Diane’s bedchamber in the Chateau de Ganges.

When it is dark, she sees, as if in a nightmare, the Abbot and the Knight enter.  But the nightmare is real.  They both approach.  They are dreadfully pale and look hallucinated.  The Knight draws his sword and the Abbot holds a pistol in one hand and a glass in the other.

The Marquise screams, she begs and asks to be allowed to live.  In the name of her children.  In vain.  The two monsters close in on her and say that she has to die.  So, sensing that there is nothing more that she can do, that she has been abandoned by both God and men, she seizes the glass and swallows its contents in one gulp.  There remains a deposit at the bottom.  The Abbot, who is the most determined one, tells her to swallow it all.  The liquid burns her throat and stomach atrociously.  She throws herself onto the bed, twists her body and furtively spits the liquid onto the sheets.  She tells them that they are cursed because she is going to die without having been able to confess herself.  Finally, something which seems to touch them…  Eternal hellfire.  Like automatons, they go to find the chaplain, who is under their orders.  During their short absence, the Marquise makes herself vomit, then slips, dishevelled, stumbling, through a window on the ground floor.  In the deserted streets, she runs and arrives before a house that she thinks she recognizes.  It is that of the Maugirons, notables who came to visit her once at Saint-Andre.  She begs for water.

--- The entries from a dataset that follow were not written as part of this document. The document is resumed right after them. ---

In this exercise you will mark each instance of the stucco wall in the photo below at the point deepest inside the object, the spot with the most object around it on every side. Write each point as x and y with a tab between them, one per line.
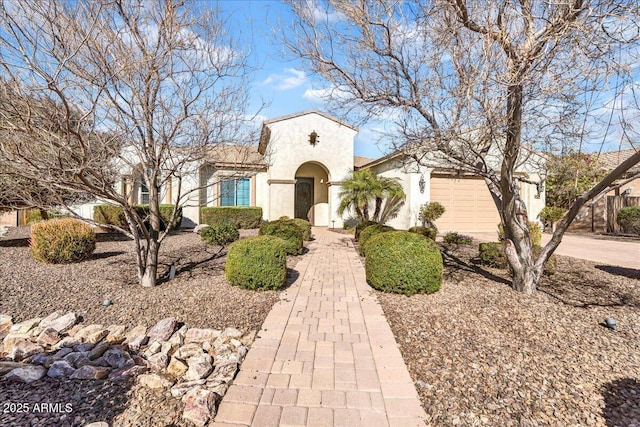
289	148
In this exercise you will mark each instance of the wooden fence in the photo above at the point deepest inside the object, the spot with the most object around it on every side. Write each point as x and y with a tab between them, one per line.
614	204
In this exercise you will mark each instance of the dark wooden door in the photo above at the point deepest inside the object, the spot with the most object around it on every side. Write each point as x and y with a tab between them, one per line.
304	197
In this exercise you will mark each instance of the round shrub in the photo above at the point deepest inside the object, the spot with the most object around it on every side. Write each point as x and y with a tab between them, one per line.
305	226
220	235
371	231
287	231
62	241
403	262
429	232
361	226
257	263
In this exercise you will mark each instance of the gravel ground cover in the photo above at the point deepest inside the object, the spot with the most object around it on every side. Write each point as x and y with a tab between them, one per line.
198	296
482	354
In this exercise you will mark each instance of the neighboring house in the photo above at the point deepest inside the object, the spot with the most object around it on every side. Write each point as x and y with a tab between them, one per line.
297	171
599	215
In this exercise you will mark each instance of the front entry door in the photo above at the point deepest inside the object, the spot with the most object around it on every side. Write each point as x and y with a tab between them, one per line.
304	197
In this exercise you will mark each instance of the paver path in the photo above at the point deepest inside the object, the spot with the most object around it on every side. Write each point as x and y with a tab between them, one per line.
325	355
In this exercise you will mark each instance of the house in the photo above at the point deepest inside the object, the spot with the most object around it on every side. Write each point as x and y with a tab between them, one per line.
297	170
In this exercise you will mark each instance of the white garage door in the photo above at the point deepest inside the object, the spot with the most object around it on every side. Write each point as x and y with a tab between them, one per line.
468	203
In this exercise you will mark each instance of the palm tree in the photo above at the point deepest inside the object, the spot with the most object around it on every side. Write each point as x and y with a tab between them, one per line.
362	187
387	188
357	190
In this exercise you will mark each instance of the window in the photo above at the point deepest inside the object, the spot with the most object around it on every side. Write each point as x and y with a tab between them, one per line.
234	192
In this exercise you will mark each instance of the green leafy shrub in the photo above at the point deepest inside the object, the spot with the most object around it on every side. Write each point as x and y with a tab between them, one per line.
286	230
219	235
369	232
305	226
257	263
430	232
492	254
241	217
629	219
549	215
535	232
454	238
114	215
429	212
361	226
62	241
403	262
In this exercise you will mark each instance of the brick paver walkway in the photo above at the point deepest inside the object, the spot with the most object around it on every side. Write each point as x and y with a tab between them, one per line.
325	355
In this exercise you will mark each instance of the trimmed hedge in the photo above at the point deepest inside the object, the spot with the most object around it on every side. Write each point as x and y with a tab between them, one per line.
219	235
430	232
241	217
455	238
403	262
369	232
286	230
257	263
62	241
114	215
361	226
629	219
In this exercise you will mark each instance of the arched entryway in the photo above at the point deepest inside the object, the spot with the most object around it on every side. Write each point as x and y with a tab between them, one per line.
311	196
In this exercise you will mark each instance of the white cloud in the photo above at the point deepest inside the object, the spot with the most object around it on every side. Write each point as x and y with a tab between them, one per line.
290	79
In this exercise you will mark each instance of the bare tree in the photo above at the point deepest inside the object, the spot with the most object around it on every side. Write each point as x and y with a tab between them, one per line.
143	87
476	85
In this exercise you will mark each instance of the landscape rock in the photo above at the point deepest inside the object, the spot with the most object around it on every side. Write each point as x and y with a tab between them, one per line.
136	337
181	389
60	369
196	335
177	368
200	366
158	362
89	372
155	381
163	330
26	373
199	406
24	327
24	348
187	351
5	325
49	337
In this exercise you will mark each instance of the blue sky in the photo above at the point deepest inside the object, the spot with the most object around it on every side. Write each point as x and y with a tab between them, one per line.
279	79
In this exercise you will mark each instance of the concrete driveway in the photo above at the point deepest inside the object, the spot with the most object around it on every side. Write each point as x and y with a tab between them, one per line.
592	248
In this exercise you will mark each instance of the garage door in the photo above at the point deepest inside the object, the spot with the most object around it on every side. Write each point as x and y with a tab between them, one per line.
468	203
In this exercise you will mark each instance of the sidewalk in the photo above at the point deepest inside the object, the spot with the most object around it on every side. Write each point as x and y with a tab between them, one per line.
325	355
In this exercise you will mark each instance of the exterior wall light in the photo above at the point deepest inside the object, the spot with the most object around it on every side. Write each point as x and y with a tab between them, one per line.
314	138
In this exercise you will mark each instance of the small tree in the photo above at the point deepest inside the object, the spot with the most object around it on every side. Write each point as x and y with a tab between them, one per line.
140	87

Diane, who had taken refuge with friends, was wounded five times by her brother-in-law's sword.

Diane, who had taken refuge with friends, was wounded five times by her brother-in-law’s sword.

The Maugirons, very upset, do what they can.  But already the Knight has arrived, looking like a mad somnambulist.  He pushes everyone away and plunges his sword five times into the young woman’s body.  At the fifth blow, the sword breaks in the middle.  He flees, running to join his brother who is waiting outside.  Everything has happened so fast that the Maugirons have been unable to stop it.  The two brothers have returned to their manor and the Knight wipes the blood off his boots and jacket.  He sees, through the window, one of the Maugirons’ domestics passing by, followed by a doctor.  The Abbot realizes that, if they have sent for the doctor, the Marquise is not yet dead.  He rushes outside and runs towards his sister-in-law’s house of refuge.  He manages to force a passage to her bed and, there, he presses a pistol to her heart and fires.

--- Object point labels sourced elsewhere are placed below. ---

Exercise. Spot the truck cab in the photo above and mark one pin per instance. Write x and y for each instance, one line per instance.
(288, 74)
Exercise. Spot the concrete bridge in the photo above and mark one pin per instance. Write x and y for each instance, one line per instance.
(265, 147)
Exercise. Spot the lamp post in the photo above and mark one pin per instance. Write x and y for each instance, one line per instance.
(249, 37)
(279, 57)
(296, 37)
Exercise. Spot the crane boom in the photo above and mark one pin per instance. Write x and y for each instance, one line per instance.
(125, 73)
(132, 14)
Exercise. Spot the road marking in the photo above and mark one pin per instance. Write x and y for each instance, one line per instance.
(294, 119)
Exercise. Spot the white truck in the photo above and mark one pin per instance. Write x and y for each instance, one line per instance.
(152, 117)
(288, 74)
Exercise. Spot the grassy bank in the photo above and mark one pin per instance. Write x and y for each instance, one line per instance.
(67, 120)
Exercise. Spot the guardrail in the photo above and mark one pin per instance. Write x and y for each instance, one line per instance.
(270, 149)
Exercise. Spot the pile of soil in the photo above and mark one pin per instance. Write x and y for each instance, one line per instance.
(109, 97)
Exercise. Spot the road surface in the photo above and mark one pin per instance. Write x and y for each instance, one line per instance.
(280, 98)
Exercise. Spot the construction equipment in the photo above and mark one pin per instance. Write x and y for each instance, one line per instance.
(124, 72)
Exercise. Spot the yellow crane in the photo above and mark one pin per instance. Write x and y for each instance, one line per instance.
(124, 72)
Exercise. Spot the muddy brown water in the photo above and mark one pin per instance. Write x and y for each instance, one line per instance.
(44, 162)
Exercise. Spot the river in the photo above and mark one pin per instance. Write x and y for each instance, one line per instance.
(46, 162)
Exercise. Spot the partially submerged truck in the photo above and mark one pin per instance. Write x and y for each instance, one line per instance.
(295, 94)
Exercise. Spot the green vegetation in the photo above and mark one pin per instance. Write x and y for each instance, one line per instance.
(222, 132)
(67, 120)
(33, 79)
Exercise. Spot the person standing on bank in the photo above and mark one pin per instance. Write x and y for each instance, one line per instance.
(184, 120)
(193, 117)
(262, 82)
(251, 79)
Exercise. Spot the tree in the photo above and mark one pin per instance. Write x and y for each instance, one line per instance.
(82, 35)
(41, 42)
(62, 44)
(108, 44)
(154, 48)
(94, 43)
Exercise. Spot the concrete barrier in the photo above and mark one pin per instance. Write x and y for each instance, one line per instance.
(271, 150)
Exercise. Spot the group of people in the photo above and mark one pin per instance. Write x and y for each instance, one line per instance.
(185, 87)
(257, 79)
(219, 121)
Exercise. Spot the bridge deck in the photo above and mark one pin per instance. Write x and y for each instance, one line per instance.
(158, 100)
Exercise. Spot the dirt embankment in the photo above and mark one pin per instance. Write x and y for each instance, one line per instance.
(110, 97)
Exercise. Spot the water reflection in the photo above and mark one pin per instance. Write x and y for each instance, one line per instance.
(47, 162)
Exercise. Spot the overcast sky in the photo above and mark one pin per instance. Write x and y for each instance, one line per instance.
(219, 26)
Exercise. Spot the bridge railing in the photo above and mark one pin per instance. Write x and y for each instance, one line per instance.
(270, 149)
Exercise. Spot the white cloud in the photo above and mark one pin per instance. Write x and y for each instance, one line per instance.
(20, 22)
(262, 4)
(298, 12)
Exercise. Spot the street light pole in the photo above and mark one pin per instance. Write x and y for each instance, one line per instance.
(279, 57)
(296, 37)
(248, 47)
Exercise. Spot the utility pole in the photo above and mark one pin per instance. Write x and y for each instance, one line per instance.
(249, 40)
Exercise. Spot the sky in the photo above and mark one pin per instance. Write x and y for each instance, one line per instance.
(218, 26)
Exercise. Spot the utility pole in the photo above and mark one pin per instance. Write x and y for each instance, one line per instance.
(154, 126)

The Marquise was in fact still alive, and she survived her horrible wounds for another nineteen days…

The clairvoyant had told her that she would die three times.  The poison, the sword, the pistol.  Three weapons and so much determination to put an end to her life…

But who really killed her?  The Marquis’ two brothers of course.  But why?  Violence of unrequited desire?  Obtuse hate from two good-for-nothings?  Sordid interest, exalted by the husband’s complicity?

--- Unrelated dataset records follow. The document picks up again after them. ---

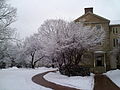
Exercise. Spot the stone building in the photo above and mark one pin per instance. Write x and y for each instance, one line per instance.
(101, 59)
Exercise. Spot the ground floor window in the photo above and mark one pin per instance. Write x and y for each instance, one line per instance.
(99, 61)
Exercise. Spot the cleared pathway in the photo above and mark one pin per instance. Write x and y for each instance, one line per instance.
(102, 82)
(41, 81)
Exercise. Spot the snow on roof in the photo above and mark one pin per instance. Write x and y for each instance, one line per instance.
(115, 22)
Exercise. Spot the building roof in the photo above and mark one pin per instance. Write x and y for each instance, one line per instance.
(115, 22)
(89, 13)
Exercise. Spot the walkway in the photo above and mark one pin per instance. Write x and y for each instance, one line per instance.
(102, 82)
(41, 81)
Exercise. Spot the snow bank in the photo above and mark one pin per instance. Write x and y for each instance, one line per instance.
(20, 79)
(114, 75)
(12, 68)
(85, 83)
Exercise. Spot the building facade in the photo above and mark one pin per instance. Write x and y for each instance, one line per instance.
(101, 59)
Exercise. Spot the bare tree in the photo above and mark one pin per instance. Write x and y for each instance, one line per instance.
(33, 50)
(7, 17)
(68, 40)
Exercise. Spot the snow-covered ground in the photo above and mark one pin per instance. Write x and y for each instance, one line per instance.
(114, 75)
(84, 83)
(20, 79)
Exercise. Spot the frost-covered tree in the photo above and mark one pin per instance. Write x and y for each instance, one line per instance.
(66, 42)
(33, 50)
(7, 17)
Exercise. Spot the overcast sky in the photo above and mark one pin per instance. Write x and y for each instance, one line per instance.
(32, 13)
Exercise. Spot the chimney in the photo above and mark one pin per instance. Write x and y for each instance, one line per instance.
(89, 10)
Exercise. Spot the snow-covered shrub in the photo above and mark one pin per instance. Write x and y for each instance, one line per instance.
(65, 42)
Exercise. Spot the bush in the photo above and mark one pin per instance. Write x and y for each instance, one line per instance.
(2, 64)
(74, 70)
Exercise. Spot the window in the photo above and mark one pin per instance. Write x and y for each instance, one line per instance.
(113, 31)
(115, 42)
(99, 61)
(116, 30)
(98, 26)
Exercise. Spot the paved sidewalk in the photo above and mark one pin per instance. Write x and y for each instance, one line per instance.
(41, 81)
(102, 82)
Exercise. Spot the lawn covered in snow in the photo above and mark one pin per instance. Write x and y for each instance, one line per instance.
(84, 83)
(114, 75)
(20, 79)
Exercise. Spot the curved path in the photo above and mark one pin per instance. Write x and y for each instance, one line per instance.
(41, 81)
(102, 82)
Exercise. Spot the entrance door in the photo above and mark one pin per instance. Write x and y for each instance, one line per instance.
(99, 63)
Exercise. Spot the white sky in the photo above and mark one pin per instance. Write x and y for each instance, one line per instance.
(32, 13)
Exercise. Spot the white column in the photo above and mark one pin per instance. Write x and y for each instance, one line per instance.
(94, 59)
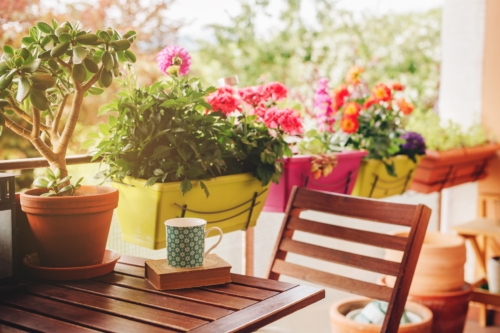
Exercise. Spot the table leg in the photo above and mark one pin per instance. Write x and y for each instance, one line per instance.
(249, 251)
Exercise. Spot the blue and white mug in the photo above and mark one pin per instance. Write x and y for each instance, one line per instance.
(186, 241)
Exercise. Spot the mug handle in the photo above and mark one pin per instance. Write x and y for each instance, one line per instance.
(213, 246)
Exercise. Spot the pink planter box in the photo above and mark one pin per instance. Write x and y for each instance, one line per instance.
(297, 172)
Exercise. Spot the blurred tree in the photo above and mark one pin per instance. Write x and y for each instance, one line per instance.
(297, 52)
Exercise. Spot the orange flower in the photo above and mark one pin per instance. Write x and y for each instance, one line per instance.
(354, 75)
(349, 124)
(352, 109)
(396, 86)
(405, 106)
(340, 94)
(369, 102)
(381, 92)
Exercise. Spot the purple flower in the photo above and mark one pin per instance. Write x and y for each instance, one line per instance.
(415, 143)
(166, 57)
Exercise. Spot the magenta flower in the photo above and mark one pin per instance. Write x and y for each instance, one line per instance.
(323, 102)
(225, 100)
(288, 120)
(166, 56)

Surely.  But in this strange crime, of a cruelty perhaps without example in this century which counts however some terrifying ones, there was also the Marquise’s haunting certainty that she was going to be killed.  Contagious terror of assassination with which the clairvoyants had inoculated her, fear of being killed which engendered the assassins.

Vertigo in fact, which can wrap itself around everybody:  he who thinks himself to be persecuted and those who become persecutors.  Banal, sordid story of an inheritance, too?  Doubtless.  But, above all, murderous folly unleashed by a prediction.  When one believes that all is fated, all is then fated.  And he who believes the worst attracts the worst…

***

To be continued.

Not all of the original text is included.